Hollywood stars Robert Redford, George Clooney and Julia Roberts have led the tributes to movie legend Paul Newman, who lost his battle with lung cancer on Friday.

News of the Oscar winner's death was confirmed by his spokesperson Marni Tomljanovic on Saturday, and the tributes have been flooding in ever since.

Redford, who starred with Newman in 1969's Butch Cassidy and the Sundance Kid, was one of the first celebrities to comment on the 83 year old's passing.

In a statement issued on Saturday, the Spy Game actor said: "There is a point where feelings go beyond words. I have lost a real friend. My life - and this country - is better for his being in it."

Clooney hailed the late Cool Hand Luke star as "the best" in the business, saying, "He set the bar too high for the rest of us", while his Ocean's Eleven co-star Roberts adds, "He was my hero, he was a total inspiration."

Newman, who died at his home in Westport, Connecticut, had reportedly been given only weeks to live after completing chemotherapy treatment at a New York hospital in August.

He was nominated for 10 Oscars in his five-decade-long career, winning the best actor accolade for his role opposite Tom Cruise in The Color Of Money in 1986.

He also won two Golden Globe awards, a Screen Actors Guild award, a Cannes Film Festival award and an Emmy award.

In 2007, he announced his retirement, admitting he was too old to continue his work in Hollywood.

But his legacy will be remembered for years to come, claims actor/director Kevin Spacey.

He says, "An era just ended. Paul Newman was a great humble giant. He said it was all down to luck, but the rest of us know it was his talent, wit and generous heart that made him the star he was.

"He should be an example to the acting profession because he seemed to
have had his ego surgically removed."

Newman was also famed for his charity work. Following the death of his only son Scott from an accidental drug overdose in 1978, the star set up the Scott Newman Center for drug abuse prevention.

He was also the founder of food company Newman's Own, from which Newman donated all profits and royalties to charity.

And filmmaker Sam Mendes, who directed Newman in Road To Perdition in 2002, has credited the star for his philanthropy: "Working with him on Road to Perdition was the highlight of my professional life. To say he was an extraordinary man would be an understatement. It seems to me one of the great 20th century lives, a shining example of how to use global fame for the greater good."

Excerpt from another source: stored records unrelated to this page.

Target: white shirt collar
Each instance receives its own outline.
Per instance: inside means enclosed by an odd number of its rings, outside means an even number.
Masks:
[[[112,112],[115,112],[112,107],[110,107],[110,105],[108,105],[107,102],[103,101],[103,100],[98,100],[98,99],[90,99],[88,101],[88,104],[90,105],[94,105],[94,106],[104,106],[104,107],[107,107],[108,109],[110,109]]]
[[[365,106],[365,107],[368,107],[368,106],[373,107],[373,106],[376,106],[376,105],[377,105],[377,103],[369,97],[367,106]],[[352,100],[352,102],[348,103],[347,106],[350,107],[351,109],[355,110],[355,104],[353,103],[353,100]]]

Newman is survived by his wife - actress Joanne Woodward - and their three daughters, Elinor, Melissa and Claire. He also has two daughters, Susan and Stephanie, from his first marriage to Jackie Witte.
Newman's Daughter: 'Fans Should Support Each Other'
29 September
2008 5:15 AM, PDT

Latest: Hollywood legend Paul Newman's family has urged film fans to honour the Cool Hand Luke star - by doing a good turn for a friend.

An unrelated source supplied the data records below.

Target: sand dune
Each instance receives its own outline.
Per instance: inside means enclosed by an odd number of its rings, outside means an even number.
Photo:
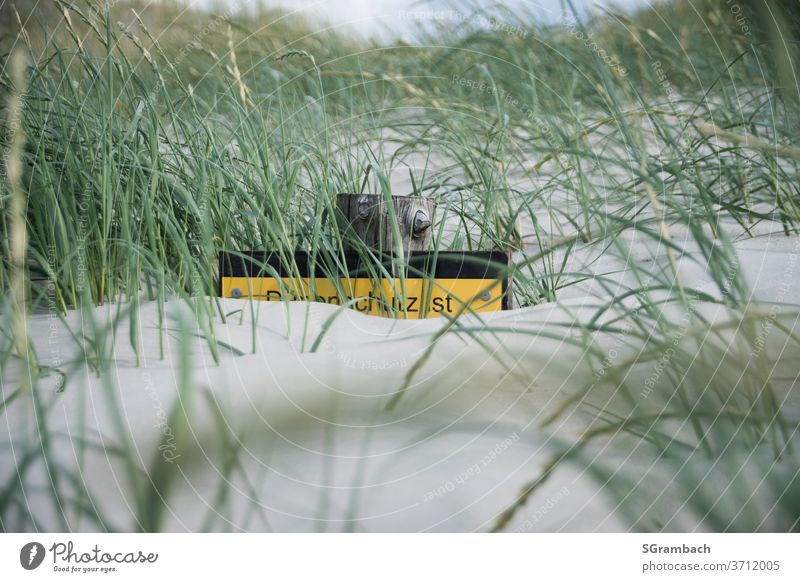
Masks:
[[[754,271],[756,291],[782,302],[775,321],[797,329],[791,307],[797,290],[781,292],[778,276],[786,270],[782,249],[792,239],[758,240],[741,245],[744,264]],[[695,275],[693,281],[702,283]],[[464,316],[458,330],[433,344],[392,409],[388,403],[444,320],[395,321],[299,302],[257,303],[251,313],[246,301],[222,300],[229,315],[215,324],[215,333],[227,347],[217,366],[199,334],[181,339],[177,333],[180,321],[192,321],[186,305],[177,302],[167,305],[170,331],[164,335],[165,358],[159,359],[158,312],[146,304],[139,367],[123,323],[105,380],[78,369],[70,371],[63,393],[55,393],[55,377],[37,390],[47,403],[52,454],[81,475],[89,489],[85,501],[122,530],[138,527],[147,503],[137,495],[150,491],[151,502],[158,502],[145,473],[166,496],[159,527],[168,530],[486,530],[541,473],[557,446],[591,424],[587,406],[624,409],[618,391],[598,382],[605,364],[587,346],[613,349],[615,363],[642,346],[633,337],[596,333],[594,343],[586,342],[582,326],[602,304],[586,288],[582,298],[560,304]],[[93,315],[102,320],[114,309]],[[729,376],[736,389],[747,359],[748,348],[737,340],[744,328],[722,307],[697,309],[721,326],[718,336],[703,341],[716,346],[726,363],[719,377]],[[86,329],[86,316],[71,313],[67,321],[72,329]],[[75,342],[57,320],[36,315],[30,328],[43,361],[56,365],[75,356]],[[688,334],[679,339],[695,341]],[[762,343],[784,409],[796,420],[791,388],[800,354],[777,328]],[[181,378],[181,354],[191,356],[188,379]],[[630,368],[626,380],[643,385],[654,377],[654,365]],[[5,378],[4,391],[15,380]],[[651,384],[657,392],[656,380]],[[542,428],[568,397],[590,385],[580,405]],[[640,392],[642,406],[652,391]],[[30,398],[24,397],[4,415],[3,482],[35,439],[29,409]],[[132,454],[118,452],[126,441]],[[43,467],[37,471],[34,481],[41,489],[26,486],[30,511],[43,526],[58,529],[48,477]],[[77,513],[65,511],[70,529],[97,528]],[[537,492],[509,529],[627,527],[602,487],[567,468]]]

The actor was almost as famous for his generous nature as for his roles in Oscar-winning classics Butch Cassidy and the Sundance Kid and The Sting.

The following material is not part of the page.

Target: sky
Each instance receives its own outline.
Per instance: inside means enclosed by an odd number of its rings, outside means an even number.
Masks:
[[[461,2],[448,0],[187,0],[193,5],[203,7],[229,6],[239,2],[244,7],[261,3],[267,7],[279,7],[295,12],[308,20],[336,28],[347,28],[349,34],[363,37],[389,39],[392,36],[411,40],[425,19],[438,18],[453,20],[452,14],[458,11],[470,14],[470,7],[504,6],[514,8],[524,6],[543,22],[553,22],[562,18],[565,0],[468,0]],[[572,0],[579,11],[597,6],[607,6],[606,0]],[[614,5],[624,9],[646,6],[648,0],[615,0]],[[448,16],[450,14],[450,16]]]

And, following his death on Friday, Newman's family wants the world to pay tribute to the star by doing something philanthropic.

His daughter Melissa says, "I guess what I really wanted to say was that anybody who wants to honour the memory of my father should know that he was all about doing things for other people.

"And if anyone's interested in honouring his memory, you could bring a bowl of soup to a friend or you could be philanthropic in some way, and just, you know, look out for each other."